Fix/dbus call issue #2838

YJDoc2 · 2024-06-30T11:19:07Z

This fixes the issues with dbus method call not receiving reply. The RC was that the current implementation stopped after receiving one message, and did not continue. Thus in some cases the signal type message would be returned, and we would discard it as its not the method reply type. As we did not look for further messages, it seemed that there was no reply from dbus. Now if the sent message was of type method call, we keep looping until we get either a method reply or method error type of message. Ideally the correct way would be to keep collecting messages in a stateful buffer and return when we get a message corresponding to the serial number we sent, but it can be tricky to implement that correctly, and at least for now we do not need that.

This should still be considered WIP, I needed review so opened this, but I need to add some related shell scripts I used for future needs.

Apart from that this also has fix for when intermediate process would error and leave a broken socket, without any error. Now it properly attempts to send the error message over the socket so that main process can correctly identify and report it.

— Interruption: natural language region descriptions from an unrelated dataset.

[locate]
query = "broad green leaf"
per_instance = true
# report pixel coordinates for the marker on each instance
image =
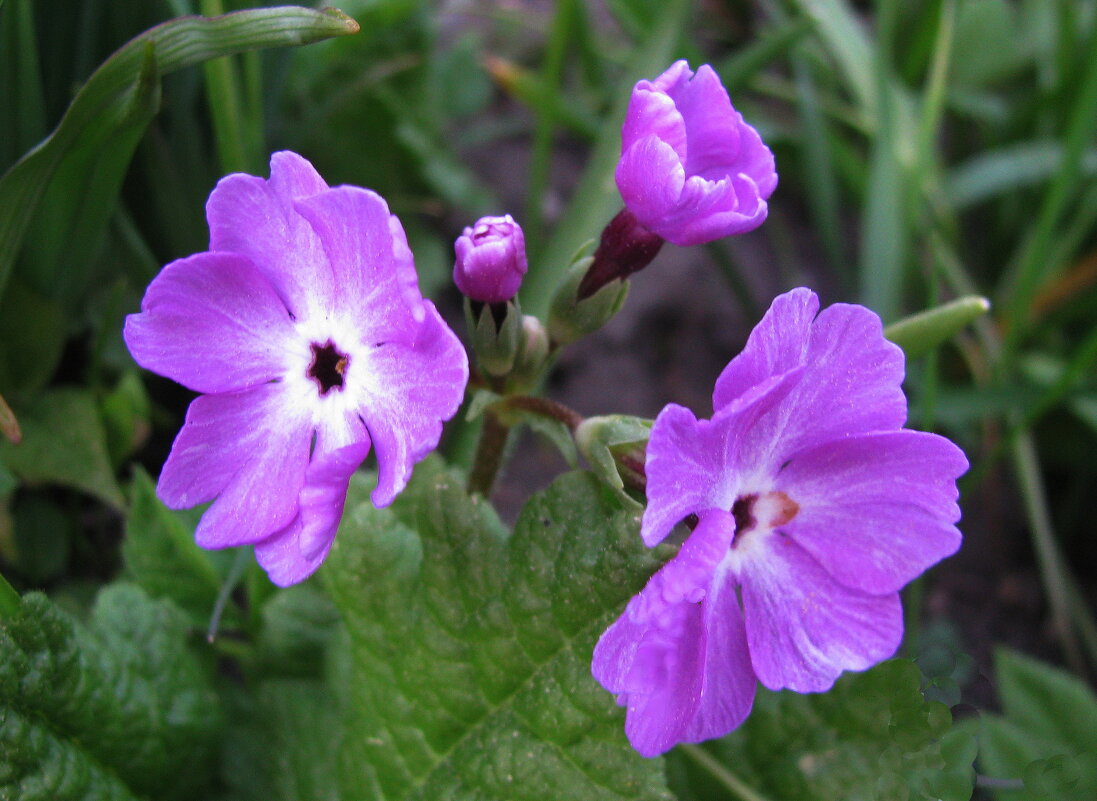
(1048, 735)
(471, 651)
(64, 442)
(282, 744)
(596, 198)
(872, 736)
(161, 557)
(120, 88)
(37, 764)
(122, 695)
(1047, 702)
(297, 625)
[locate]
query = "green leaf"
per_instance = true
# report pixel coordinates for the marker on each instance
(117, 94)
(297, 625)
(36, 764)
(64, 442)
(122, 695)
(280, 746)
(161, 557)
(920, 333)
(872, 736)
(1047, 702)
(1048, 735)
(472, 651)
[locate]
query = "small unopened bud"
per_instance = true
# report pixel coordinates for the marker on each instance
(572, 317)
(625, 247)
(490, 259)
(533, 356)
(614, 447)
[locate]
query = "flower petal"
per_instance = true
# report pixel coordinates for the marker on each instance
(712, 125)
(653, 112)
(803, 627)
(256, 217)
(851, 381)
(649, 177)
(878, 509)
(293, 554)
(250, 449)
(212, 323)
(712, 210)
(696, 465)
(410, 388)
(727, 689)
(373, 272)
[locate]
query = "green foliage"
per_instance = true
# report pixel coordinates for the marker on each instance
(113, 109)
(161, 557)
(1048, 735)
(64, 442)
(121, 699)
(471, 651)
(872, 736)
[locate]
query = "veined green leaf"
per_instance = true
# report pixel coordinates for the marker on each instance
(472, 651)
(122, 697)
(115, 90)
(872, 736)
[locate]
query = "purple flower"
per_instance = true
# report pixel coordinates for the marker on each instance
(814, 507)
(490, 259)
(691, 169)
(304, 329)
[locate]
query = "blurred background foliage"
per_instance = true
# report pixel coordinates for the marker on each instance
(926, 148)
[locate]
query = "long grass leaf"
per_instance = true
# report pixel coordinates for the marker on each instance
(103, 100)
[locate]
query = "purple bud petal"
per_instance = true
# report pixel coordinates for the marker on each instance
(691, 169)
(490, 259)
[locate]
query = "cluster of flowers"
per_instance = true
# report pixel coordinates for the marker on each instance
(811, 505)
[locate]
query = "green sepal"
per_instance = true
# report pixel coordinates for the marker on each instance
(920, 333)
(613, 443)
(570, 318)
(496, 346)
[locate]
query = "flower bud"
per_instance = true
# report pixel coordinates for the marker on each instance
(496, 334)
(533, 356)
(490, 259)
(691, 170)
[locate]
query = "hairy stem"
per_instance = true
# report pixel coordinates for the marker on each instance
(488, 457)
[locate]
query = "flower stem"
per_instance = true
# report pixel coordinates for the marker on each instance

Signed-off-by: Yashodhan Joshi <[email protected]>

YJDoc2 · 2024-06-30T13:35:21Z

crates/libcgroups/src/systemd/dbus_native/dbus.rs

+            // in Youki, we only ever do method call apart from initial auth
+            // in case it is, we don't really have a specific message to look
+            // out of, so we take the buffer and break
+            if mtype != MessageType::MethodCall {
+                break;
+            }
+
+            // check if any of the received message is method return or error type
+            let return_message_count = ret
+                .iter()
+                .filter(|m| {
+                    m.preamble.mtype == MessageType::MethodReturn
+                        || m.preamble.mtype == MessageType::Error
+                })
+                .count();
+
+            if return_message_count > 0 {
+                break;
+            }


I'd like suggestion for other ways to implement this. Ideally I feel that send_message function should not have to deal with the specific message type, but as we collect the response here, we need to account for it. Other way I can think is if we separate the send message and get response functions, so that the higher level calling functions can choose to loop over the get response. But that means we would have to do two function calls at each place we are doing a send message call. Would that be a better way?

But that means we would have to do two function calls at each place we are doing a send message call. Would that be a better way?

I do not think it is. The complexity of should be contained in send_message. The caller should not have to think about it.

YJDoc2 · 2024-07-04T06:44:55Z

As per the #2826 (comment) , this PR likely solves the issue, so requesting a review of the code now (not urgent).

Furisto · 2024-07-05T15:35:34Z

crates/libcgroups/src/systemd/dbus_native/dbus.rs


+            let reply_rcvd = match reply_res {


Furisto · 2024-07-05T15:51:09Z

crates/libcgroups/src/systemd/dbus_native/dbus.rs

+            // in Youki, we only ever do method call apart from initial auth
+            // in case it is, we don't really have a specific message to look
+            // out of, so we take the buffer and break
+            if mtype != MessageType::MethodCall {
+                break;
+            }
+
+            // check if any of the received message is method return or error type
+            let return_message_count = ret
+                .iter()
+                .filter(|m| {
+                    m.preamble.mtype == MessageType::MethodReturn
+                        || m.preamble.mtype == MessageType::Error
+                })
+                .count();
+
+            if return_message_count > 0 {
+                break;
+            }


But that means we would have to do two function calls at each place we are doing a send message call. Would that be a better way?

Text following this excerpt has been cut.